Finding More Information
Allow birding to take you in other directions. Browsing technical journals can provide insights and bits of information that will help you to understand the birds and their identification. The more you learn about a bird and its habits, the better you will be at identifying that species the next time you see it.
As a bird-watcher, you should include at least one field guide in your library, and most of us find that over time we accumulate many books about birds. The second book in your library should be a guide to the status and distribution of birds in your local area; such books exist now for virtually every part of North America.
Allow your curiosity about birds to take you in other directions. There are literally hundreds of books about birds and every aspect of bird life. Remember that every bit of information you learn about a bird and its habits will help you to understand and identify that species in the field. Technical journals for ornithologists, such as the Auk, Condor, and Wilson Bulletin, provide fascinating reading for the motivated birder. Less technical journals catering to birders include Birding (the journal of the American Birding Association), Birder's Journal, and Western Birds, among others.
Comprehensive references such as the Birds of North America series, the Handbook of Birds of the World series, and Arthur C. Bent's Life Histories of North American Birds series provide detailed information about the natural history of the birds. For a more general overview of this topic try the Sibley Guide to Bird Life and Behavior.
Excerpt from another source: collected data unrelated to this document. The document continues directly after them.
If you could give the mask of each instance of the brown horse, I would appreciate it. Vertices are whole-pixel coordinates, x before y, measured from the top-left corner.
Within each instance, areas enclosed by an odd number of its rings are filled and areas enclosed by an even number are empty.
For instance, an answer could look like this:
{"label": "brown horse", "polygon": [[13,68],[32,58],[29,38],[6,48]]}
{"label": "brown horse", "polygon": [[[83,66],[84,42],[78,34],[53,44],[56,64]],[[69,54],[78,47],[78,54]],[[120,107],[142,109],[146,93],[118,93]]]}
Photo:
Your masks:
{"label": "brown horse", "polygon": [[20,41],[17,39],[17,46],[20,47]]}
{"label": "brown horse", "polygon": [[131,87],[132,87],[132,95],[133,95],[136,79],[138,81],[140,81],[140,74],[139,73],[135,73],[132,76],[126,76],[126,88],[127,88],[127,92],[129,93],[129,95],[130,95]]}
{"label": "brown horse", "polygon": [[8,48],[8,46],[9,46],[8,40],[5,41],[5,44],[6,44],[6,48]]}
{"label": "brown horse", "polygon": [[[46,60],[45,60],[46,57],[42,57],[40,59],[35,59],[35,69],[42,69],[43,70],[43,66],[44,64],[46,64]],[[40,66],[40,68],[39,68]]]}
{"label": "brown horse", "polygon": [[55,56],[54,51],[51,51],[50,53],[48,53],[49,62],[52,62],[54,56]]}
For details about plumages, molt, subspecies, and other identification issues, the Identification Guide to North American Birds, by Peter Pyle, is an excellent reference. Many specialized books have been published recently on the identification and natural history of single families of birds, and more information is constantly being published. Yet even with all of this there are still questions that you will have to answer for yourself, and the path to increased knowledge involves both book study and field experience.
2. Finding Birds
One of the things that makes bird-watching exciting is that the birds are so mobile. You never know what you will see, whether you are going for a walk around the block or into a wilderness area. Similarly, the bird you see might be in view for only a few seconds before it flies off to some unknown place, and many species are simply elusive and secretive, reluctant to show themselves at all. To see birds you must be constantly alert, watching and listening all around.
* Move quietly: Birds are not necessarily disturbed by noises, but you may be distracted by them. Often the first clue to a bird's presence is some small rustling of leaves or soft call notes. Any noise or distraction, such as conversation or swishing clothing, can prevent you from noticing these signs.